State government agreements with foreign nations, such as the contentious arrangement between Victoria and China, may be revoked under a new Morrison government programme.
The federal coalition is flagging legislation with other countries to review and scrap state, province, local council and public university deals.
It will also encourage Foreign Minister Marise Payne to nip major agreements in the bud after an attempt to negotiate with another country is informed by states and territories.
It would require federal approval for all deals and could be revoked later.
In order to negotiate, councils or universities would not need permission, but would need to inform the minister before entering into an agreement with foreign government entities.

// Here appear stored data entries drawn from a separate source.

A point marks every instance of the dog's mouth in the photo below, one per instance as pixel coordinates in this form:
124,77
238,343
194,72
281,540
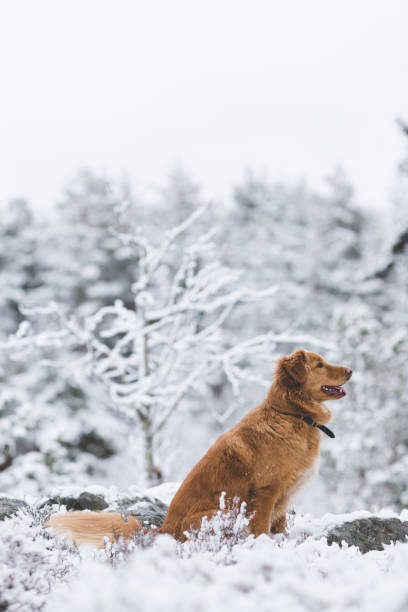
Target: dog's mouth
333,391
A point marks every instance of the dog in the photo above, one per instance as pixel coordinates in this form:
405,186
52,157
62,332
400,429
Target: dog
262,461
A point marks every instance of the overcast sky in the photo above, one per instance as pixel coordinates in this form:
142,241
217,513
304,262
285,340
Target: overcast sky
288,87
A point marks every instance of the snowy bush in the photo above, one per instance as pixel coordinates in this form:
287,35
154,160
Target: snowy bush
31,563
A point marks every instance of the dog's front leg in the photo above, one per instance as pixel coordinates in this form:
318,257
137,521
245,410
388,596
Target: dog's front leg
262,507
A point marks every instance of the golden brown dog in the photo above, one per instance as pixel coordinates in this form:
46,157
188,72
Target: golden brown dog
263,460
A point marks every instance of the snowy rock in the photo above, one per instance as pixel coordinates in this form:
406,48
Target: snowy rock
369,533
148,510
84,501
10,506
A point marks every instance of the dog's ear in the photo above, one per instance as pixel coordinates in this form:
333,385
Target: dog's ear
294,366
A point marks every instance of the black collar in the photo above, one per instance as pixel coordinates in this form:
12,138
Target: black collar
311,422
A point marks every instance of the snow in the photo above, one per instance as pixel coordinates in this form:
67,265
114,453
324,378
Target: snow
299,573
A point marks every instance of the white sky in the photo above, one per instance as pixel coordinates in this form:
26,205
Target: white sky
288,87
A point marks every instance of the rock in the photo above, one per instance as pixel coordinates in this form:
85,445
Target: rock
369,533
9,506
85,501
148,510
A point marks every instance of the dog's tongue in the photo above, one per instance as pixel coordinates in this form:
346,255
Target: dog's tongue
334,390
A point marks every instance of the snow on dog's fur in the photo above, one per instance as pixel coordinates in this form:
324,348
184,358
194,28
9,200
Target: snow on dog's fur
262,461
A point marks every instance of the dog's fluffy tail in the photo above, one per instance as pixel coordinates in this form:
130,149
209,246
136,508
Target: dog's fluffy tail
83,527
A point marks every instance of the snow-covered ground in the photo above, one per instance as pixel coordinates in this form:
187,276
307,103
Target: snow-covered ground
297,572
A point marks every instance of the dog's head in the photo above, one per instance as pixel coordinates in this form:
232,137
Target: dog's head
311,375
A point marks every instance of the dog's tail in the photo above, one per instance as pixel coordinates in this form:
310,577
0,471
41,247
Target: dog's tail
92,528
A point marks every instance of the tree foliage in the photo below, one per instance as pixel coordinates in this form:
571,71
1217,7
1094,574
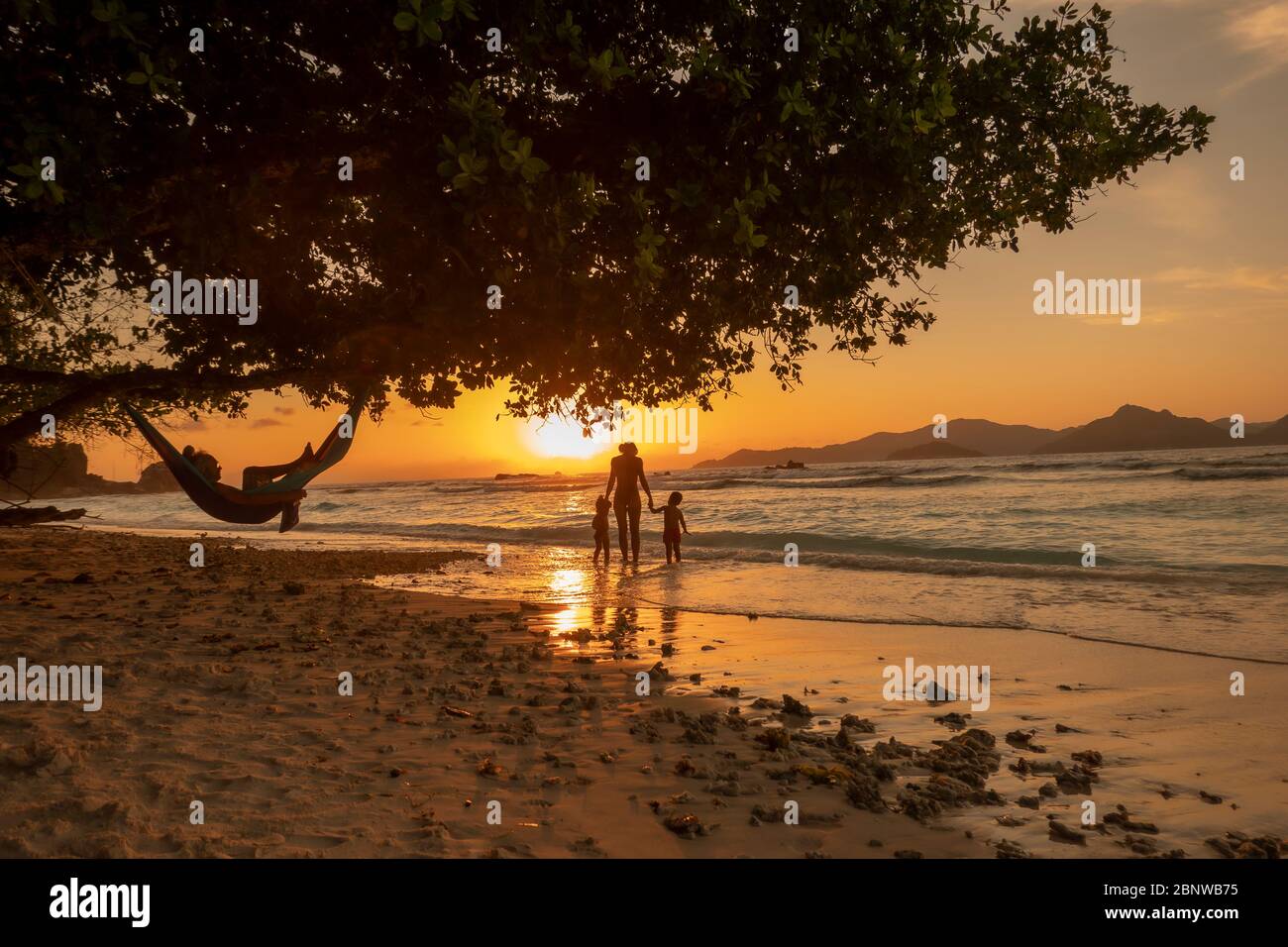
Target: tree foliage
519,169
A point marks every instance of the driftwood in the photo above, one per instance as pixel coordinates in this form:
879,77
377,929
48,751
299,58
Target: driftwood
27,515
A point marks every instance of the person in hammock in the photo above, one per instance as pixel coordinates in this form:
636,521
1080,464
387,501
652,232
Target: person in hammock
254,476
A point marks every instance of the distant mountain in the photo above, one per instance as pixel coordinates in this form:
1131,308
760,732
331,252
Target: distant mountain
1249,428
1267,434
1129,428
1133,428
934,450
974,434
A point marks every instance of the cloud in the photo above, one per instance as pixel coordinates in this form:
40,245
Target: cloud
1260,34
1235,279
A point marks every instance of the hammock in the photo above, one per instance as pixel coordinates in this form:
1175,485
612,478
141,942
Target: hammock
222,506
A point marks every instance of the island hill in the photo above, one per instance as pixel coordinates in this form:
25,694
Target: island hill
1129,428
62,470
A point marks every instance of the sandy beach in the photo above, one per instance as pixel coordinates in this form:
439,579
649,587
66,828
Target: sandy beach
220,685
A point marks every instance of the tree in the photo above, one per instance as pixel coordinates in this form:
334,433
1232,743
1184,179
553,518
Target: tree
520,169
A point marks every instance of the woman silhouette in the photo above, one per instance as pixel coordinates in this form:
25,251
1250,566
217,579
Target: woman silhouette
625,471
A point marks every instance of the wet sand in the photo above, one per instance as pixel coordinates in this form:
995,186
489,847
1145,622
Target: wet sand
222,685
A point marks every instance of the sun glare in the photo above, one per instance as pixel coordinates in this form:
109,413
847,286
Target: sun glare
558,437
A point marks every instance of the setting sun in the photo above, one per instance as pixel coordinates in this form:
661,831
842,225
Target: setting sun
559,437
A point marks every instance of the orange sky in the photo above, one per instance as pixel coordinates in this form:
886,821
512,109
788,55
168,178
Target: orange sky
1210,254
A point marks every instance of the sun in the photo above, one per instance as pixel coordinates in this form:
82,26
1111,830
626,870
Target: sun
559,437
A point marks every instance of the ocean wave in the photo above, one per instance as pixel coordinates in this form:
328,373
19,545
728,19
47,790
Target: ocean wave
1228,474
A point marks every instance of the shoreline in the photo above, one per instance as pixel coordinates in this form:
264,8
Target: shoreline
218,685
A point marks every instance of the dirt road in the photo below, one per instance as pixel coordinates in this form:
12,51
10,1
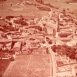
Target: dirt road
29,66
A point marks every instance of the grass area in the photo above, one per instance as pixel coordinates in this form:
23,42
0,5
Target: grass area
29,66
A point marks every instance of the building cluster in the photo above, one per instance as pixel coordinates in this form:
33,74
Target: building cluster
36,35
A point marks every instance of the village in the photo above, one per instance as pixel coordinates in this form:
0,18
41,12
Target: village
54,35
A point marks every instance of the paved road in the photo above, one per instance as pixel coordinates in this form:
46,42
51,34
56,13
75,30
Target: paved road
29,66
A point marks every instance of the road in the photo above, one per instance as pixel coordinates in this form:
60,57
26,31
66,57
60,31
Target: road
30,66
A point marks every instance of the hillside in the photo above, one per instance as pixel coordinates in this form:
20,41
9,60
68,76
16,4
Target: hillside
33,8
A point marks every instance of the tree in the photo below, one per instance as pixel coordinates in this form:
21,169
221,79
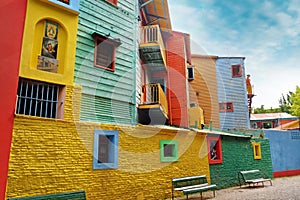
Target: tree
295,100
285,103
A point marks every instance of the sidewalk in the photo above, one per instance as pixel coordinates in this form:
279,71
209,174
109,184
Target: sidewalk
285,188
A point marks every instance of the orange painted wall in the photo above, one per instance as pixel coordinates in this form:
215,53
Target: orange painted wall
12,16
177,82
203,89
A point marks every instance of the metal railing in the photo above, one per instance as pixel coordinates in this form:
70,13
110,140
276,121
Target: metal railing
152,34
155,95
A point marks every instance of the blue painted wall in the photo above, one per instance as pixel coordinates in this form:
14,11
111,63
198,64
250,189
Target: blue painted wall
107,97
232,90
285,146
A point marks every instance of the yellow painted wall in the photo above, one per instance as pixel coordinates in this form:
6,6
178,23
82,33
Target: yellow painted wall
204,90
37,13
52,156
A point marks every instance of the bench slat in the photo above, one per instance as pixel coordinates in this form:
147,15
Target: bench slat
188,178
190,187
200,189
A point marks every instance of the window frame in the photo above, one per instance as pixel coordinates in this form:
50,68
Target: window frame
114,43
45,100
233,71
72,6
218,143
223,107
114,2
113,149
162,144
256,150
191,70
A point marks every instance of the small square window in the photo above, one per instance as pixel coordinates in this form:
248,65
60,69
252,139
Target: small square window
105,52
236,71
115,2
215,150
168,150
256,150
65,1
105,149
226,107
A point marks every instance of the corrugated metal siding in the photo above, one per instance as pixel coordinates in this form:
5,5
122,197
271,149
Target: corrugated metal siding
205,85
99,109
232,90
106,86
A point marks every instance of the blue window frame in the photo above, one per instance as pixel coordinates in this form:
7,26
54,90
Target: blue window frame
168,150
105,149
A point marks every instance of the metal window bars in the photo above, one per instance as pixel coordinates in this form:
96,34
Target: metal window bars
37,98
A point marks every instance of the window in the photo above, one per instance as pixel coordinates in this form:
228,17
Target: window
168,150
105,149
190,73
226,107
113,1
65,1
215,150
71,5
39,99
47,61
256,150
105,52
236,71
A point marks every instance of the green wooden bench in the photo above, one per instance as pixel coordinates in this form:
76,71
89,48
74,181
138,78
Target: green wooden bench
192,184
78,195
252,177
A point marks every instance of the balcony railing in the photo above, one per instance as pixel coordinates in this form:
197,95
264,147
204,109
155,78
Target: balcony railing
152,47
155,95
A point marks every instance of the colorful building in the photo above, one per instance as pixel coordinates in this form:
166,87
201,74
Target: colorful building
284,145
271,120
79,102
232,94
204,88
106,61
11,43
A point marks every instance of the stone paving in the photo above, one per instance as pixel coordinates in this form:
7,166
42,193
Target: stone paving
284,188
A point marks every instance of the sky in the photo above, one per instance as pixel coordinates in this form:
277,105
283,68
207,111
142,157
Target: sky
266,33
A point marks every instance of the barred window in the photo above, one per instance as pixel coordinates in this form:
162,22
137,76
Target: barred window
39,99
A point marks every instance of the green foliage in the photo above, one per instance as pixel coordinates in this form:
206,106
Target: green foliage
285,102
295,100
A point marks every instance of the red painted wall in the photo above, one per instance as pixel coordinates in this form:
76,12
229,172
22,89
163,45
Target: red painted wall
177,90
12,18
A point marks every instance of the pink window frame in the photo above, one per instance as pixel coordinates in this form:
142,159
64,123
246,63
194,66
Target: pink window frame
240,71
225,107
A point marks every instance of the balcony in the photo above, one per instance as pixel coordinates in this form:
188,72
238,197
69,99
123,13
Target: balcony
152,48
155,108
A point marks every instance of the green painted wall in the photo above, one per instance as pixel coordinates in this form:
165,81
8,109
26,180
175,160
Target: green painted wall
238,156
107,96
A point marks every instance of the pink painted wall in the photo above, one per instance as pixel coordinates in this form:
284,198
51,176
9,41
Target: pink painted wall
12,18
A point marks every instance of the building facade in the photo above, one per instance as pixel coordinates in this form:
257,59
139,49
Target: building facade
11,43
232,95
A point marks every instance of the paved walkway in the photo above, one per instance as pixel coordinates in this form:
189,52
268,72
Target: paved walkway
285,188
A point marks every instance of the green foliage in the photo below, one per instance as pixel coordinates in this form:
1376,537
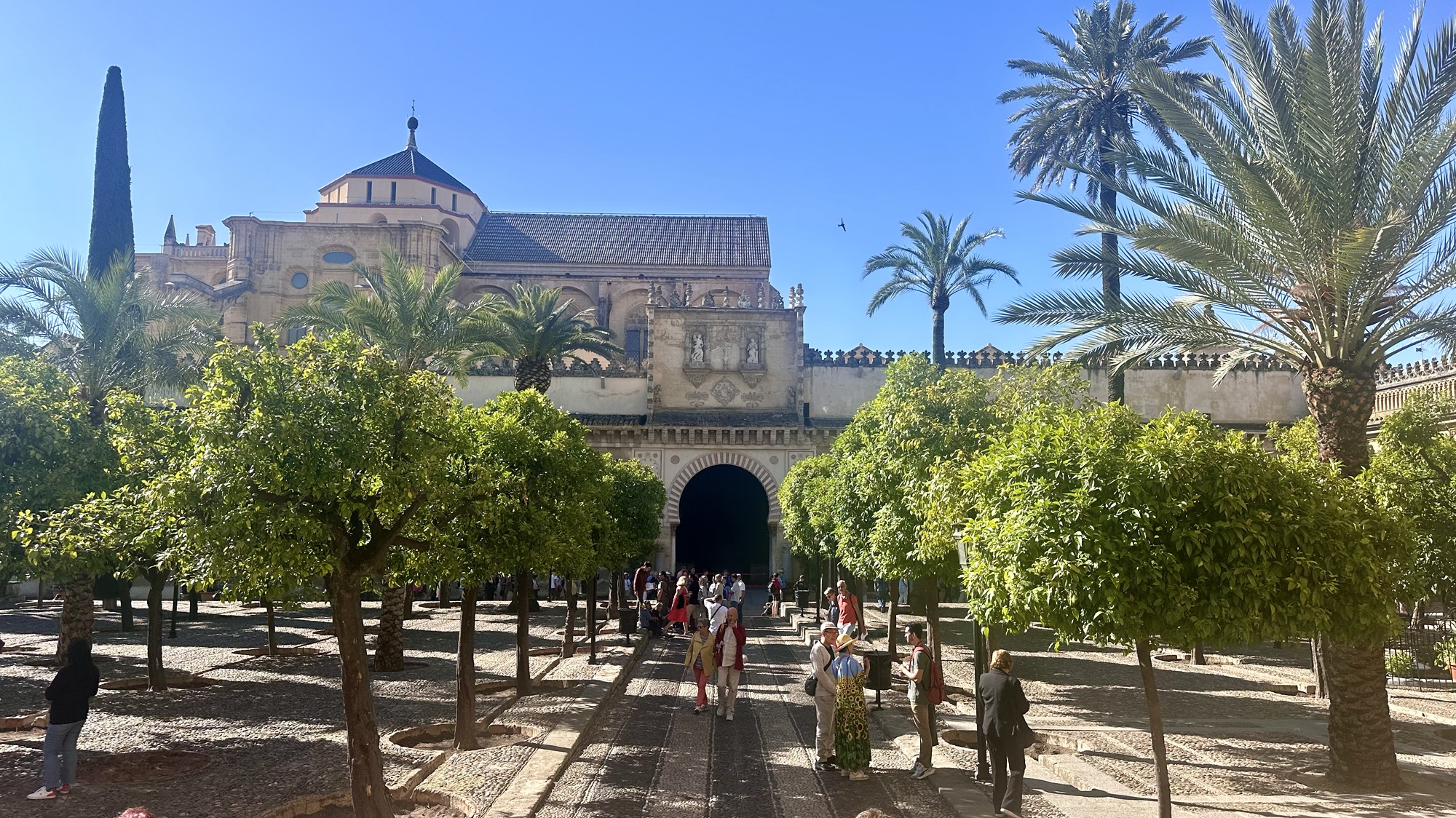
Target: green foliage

The non-legally binding sign of Victoria on China’s belt and road initiative has given rise to questions about foreign intervention.
The state government, however, maintains that the agreement is about improving jobs and trade in infrastructure projects.
The foreign minister will have the power to cancel private contracts, such as the belt and road plan, arising from foreign deals.
Prime Minister Scott Morrison said Australians had correctly expected foreign policy to be set by the federal government.
“It is vital that when it comes to Australia’s dealings with the rest of the world we speak with one voice and work to one plan,” he said.
He said it was critical that all state government, council or university agreements be known to the federal government.
“Where any of these agreements undermine how the federal government is protecting and promoting our national interests they can be cancelled,” Mr Morrison said.
Within six months of the new regime coming into effect, a stocktaking of current Commonwealth agreements would have to be done by the states and other bodies covered.
If they are inconsistent with foreign policy or are harmful to relations with other nations, the minister would have the power to cancel agreements.
Details on agreements and ministerial decisions will be detailed in the public registry.
By the end of the year the government is ready to pass the bill and will next week submit legislation to the federal parliament.
Foreign Minister Marise Payne said the amendments would insure that all international agreements are consistent with the principles of Australia.
“It is vital for Australia’s prosperity, security and sovereignty that our foreign policy is driven by our national interest,” she said.
Security officials have briefed state and territorial governments in recent weeks on the consequences for negotiations that will be guarded.